What's it called? Edam?"
"Yes."
"Good, That's good cheese. We'll have to keep it away from the prisoners. They steal, you know. Stole my salami the other day. Sat around munching in their cells and didn't know what happened to the salami. Big salami too. Let's have a piece of that cheese now. I'll get the trimmings."
De Gier cut two good-sized slices with the knife the sheriff had left on the table.
"Here we are. Keep it in a strongbox in my room. Bourbon. You drink bourbon over there?"
"Not too often, but we would like to."
The sheriff poured. "Try it, you'll like it, as the dealers say to the junkies. But they give them shit. This is the real stuff, hundred proof, a present from a grateful subject because we caught another subject with twenty thousand dollars' worth of antiques taken from the first subject's house. I've been hoarding the bottle, but it'll have to go."
They drank.
"Yes?"
"Yes." De Gier's eyes shone.
The sheriff smiled. "That's better. I thought that maybe you wouldn't fancy the good stuff and then it would be hard to get to know you. Right.
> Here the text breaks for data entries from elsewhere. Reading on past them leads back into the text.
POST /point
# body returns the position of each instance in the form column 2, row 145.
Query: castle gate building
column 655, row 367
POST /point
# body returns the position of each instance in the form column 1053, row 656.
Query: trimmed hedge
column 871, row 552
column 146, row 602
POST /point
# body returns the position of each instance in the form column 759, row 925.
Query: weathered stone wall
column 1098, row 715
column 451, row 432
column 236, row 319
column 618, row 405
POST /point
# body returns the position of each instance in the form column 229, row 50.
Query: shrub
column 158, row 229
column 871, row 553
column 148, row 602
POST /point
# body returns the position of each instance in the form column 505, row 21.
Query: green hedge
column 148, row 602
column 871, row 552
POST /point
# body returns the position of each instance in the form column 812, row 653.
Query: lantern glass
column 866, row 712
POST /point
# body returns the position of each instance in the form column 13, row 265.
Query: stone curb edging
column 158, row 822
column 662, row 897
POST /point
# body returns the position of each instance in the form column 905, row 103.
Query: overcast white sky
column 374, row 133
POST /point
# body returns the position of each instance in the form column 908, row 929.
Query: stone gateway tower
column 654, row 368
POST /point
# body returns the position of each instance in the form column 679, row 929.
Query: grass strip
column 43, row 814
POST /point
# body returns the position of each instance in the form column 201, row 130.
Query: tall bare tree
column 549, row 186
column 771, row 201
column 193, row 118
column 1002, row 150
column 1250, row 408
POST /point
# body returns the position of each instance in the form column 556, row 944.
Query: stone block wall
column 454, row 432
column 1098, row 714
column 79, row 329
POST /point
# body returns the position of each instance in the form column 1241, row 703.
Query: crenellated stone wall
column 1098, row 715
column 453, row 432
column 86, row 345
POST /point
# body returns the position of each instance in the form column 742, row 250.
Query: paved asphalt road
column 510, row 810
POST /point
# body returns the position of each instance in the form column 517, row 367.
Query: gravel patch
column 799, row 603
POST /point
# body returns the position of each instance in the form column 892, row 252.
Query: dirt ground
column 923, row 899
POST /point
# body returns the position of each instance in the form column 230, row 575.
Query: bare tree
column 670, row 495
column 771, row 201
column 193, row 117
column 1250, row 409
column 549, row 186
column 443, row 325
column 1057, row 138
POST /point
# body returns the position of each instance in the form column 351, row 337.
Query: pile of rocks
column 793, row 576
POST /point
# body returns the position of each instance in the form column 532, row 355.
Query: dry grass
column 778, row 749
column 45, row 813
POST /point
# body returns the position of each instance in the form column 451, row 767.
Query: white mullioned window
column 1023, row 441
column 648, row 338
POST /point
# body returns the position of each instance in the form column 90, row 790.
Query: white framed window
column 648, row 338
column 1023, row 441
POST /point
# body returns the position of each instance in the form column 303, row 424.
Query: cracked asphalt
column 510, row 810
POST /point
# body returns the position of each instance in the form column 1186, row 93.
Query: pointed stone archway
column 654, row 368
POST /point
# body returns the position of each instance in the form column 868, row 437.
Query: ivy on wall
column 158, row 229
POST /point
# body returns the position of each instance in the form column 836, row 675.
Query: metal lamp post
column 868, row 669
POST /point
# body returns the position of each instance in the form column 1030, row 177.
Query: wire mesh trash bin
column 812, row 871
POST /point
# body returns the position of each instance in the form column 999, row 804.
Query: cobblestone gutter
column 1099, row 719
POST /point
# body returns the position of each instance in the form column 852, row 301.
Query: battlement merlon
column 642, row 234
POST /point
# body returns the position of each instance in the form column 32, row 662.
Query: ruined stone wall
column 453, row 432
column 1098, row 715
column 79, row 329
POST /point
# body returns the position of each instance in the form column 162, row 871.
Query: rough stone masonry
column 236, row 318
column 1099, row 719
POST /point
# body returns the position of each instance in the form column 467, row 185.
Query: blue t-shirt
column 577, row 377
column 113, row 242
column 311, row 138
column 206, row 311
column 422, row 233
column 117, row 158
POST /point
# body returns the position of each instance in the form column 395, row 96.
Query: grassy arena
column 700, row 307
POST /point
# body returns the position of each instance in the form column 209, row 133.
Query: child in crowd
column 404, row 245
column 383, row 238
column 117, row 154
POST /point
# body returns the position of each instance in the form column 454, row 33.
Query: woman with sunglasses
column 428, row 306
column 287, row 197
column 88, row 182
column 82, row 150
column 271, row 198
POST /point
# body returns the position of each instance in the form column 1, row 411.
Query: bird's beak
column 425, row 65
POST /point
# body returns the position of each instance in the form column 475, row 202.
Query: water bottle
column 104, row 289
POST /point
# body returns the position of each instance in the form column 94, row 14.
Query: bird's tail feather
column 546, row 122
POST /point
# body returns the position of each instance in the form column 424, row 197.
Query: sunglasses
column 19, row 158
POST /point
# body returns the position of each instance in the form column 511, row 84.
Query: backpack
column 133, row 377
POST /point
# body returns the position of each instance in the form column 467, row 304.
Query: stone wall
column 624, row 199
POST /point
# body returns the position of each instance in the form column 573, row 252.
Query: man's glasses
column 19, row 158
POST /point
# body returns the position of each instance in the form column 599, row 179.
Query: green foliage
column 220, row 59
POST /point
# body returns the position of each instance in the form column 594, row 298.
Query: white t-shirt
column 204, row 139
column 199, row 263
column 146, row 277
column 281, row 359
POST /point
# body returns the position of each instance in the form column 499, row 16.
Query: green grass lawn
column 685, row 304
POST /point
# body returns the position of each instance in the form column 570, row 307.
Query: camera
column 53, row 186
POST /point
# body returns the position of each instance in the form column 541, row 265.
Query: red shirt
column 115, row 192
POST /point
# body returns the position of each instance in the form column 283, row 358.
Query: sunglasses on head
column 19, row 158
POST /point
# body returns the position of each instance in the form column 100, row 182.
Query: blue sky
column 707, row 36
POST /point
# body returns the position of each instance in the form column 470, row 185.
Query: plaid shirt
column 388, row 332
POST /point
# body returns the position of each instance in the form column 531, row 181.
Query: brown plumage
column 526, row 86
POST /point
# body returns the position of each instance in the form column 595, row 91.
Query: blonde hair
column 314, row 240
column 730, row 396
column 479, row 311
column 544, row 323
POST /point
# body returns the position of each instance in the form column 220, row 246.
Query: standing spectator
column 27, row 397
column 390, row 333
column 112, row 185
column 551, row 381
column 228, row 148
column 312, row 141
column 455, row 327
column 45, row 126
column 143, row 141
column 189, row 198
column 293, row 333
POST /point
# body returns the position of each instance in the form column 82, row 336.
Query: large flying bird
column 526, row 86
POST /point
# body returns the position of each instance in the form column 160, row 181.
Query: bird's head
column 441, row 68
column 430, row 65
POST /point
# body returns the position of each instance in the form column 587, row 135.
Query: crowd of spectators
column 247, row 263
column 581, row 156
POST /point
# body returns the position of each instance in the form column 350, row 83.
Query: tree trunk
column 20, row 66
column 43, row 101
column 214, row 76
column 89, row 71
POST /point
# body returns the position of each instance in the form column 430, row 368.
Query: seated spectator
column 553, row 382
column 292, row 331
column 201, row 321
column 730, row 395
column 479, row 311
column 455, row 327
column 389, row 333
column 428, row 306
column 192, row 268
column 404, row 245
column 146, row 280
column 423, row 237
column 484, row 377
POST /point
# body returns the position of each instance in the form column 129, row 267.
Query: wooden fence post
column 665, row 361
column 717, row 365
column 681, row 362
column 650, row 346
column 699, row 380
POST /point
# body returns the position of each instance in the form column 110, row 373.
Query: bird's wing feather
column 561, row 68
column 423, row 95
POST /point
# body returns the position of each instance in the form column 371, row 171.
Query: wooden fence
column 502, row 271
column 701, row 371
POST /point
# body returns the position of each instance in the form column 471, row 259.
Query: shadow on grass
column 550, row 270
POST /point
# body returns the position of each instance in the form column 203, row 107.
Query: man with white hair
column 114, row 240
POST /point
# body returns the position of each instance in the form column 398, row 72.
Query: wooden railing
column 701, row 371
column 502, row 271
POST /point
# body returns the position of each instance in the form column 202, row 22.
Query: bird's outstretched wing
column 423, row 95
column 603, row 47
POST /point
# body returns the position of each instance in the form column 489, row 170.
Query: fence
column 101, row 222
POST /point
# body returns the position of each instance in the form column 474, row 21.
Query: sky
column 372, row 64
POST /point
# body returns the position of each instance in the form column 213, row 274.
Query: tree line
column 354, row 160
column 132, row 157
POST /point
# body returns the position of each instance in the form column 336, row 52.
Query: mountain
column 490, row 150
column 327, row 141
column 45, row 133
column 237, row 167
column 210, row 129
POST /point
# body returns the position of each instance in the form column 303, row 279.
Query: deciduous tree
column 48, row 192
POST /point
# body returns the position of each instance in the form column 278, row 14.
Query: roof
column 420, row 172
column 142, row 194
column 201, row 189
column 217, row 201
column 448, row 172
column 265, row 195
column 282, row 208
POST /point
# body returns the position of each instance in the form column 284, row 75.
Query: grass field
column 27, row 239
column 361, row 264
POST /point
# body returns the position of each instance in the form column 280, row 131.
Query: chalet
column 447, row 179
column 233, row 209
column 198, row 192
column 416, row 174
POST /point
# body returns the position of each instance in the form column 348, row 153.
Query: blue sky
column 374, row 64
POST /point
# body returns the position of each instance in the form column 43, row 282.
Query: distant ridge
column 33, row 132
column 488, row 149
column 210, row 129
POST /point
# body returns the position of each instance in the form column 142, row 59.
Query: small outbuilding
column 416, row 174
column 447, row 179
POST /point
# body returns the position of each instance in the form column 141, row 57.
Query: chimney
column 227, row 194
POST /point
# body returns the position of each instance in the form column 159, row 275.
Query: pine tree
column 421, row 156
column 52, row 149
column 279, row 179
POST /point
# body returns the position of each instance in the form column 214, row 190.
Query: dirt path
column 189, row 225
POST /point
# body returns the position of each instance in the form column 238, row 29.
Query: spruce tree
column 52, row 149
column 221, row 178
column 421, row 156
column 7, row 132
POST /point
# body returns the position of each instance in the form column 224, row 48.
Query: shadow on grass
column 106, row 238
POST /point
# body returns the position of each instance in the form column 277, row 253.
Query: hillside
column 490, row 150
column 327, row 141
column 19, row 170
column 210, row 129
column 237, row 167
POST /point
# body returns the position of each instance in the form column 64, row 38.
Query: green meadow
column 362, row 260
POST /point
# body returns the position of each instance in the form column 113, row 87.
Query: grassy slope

Now tell me, sergeant, what brings you here?"
De Gier told him about the fund financing exchange of American and Dutch police officers.
The sheriff sipped, lowered his glass, raised it, and sipped again.
"Yes," he said slowly, "but I don't buy that. You'll have to credit me with some intelligence, sergeant, even if you find me in Jameson, Maine. Why would an Amsterdam murder brigade police detective be sent here? There are such cities as New York, or Chicago, and there is a place called Los Angeles. There is crime over there and the quality of the crime could be compared to what you have in Amsterdam. But in Jameson... No, sergeant. This town is barely on the map. So tell me, if you want to tell me. What have we got here that makes you interested, so interested that a general troubles himself to phone die Woodcock sheriff all the way from his shiny office on the eighty-fourth floor of his Manhattan plastic palace?"
The bourbon oozed down to de Gier's stomach and warmed his blood on the way. He felt tempted to tell the truth. The truth is the best lie. He took a deep breath and told the truth.
"I see," the sheriff said a few minutes later and got up and refilled the glass. "And this comrmssaris, this gold-braided gentleman with the pain in his legs, he is due soon, is he?"
"He should be here now."
"A little old man with thin gray hair and grandpa spectacles?"
"That's right."
"I saw him. He came in on the regular plane before the state troopers dropped you off from their spacecraft. Is he staying with a lady called Janet Wash?"
"Don't know that name. He'll be staying with his sister, Mrs. Opdijk. Her husband died a few days ago. They have a house on Cape Orca."
"Ah," the sheriff said. "So you are finally telling me. In your own way, of course. My predecessor left a file on Cape Orca; the file is mine now. Cape Accident it should be called, for he wrote them all off as accidents. The old sheriff wasn't too fond of work I believe, although I wouldn't spread that belief around, even if he lives in Boston now."
"The old sheriff?" de Gier asked. "Are you the new sheriff?"
"Oh yes, sergeant. Very new. Three months now and I still don't know the country at all. I was born and raised in the capital, a long way from here. But I know Cape Orca because I read the file. And Pete Opdijk died under my supervision so to speak. An accident. The fifth. Schwartz just ran away, but he might have been another if he had stopped to wait."
"Schwartz?"
"Captain Schwartz. The name is not familiar?"
"No."
"Maybe not, suit yourself. Maybe you came in on the Opdijk angle. Opdijk was a Dutchman and Captain Schwartz an American, even though he professed to be a Nazi. The others were Americans too, but their deaths link them to Opdijk, your client."
"Client," de Gier said.
"I'll tell you what I know. You can read the file later. A third and last glass?"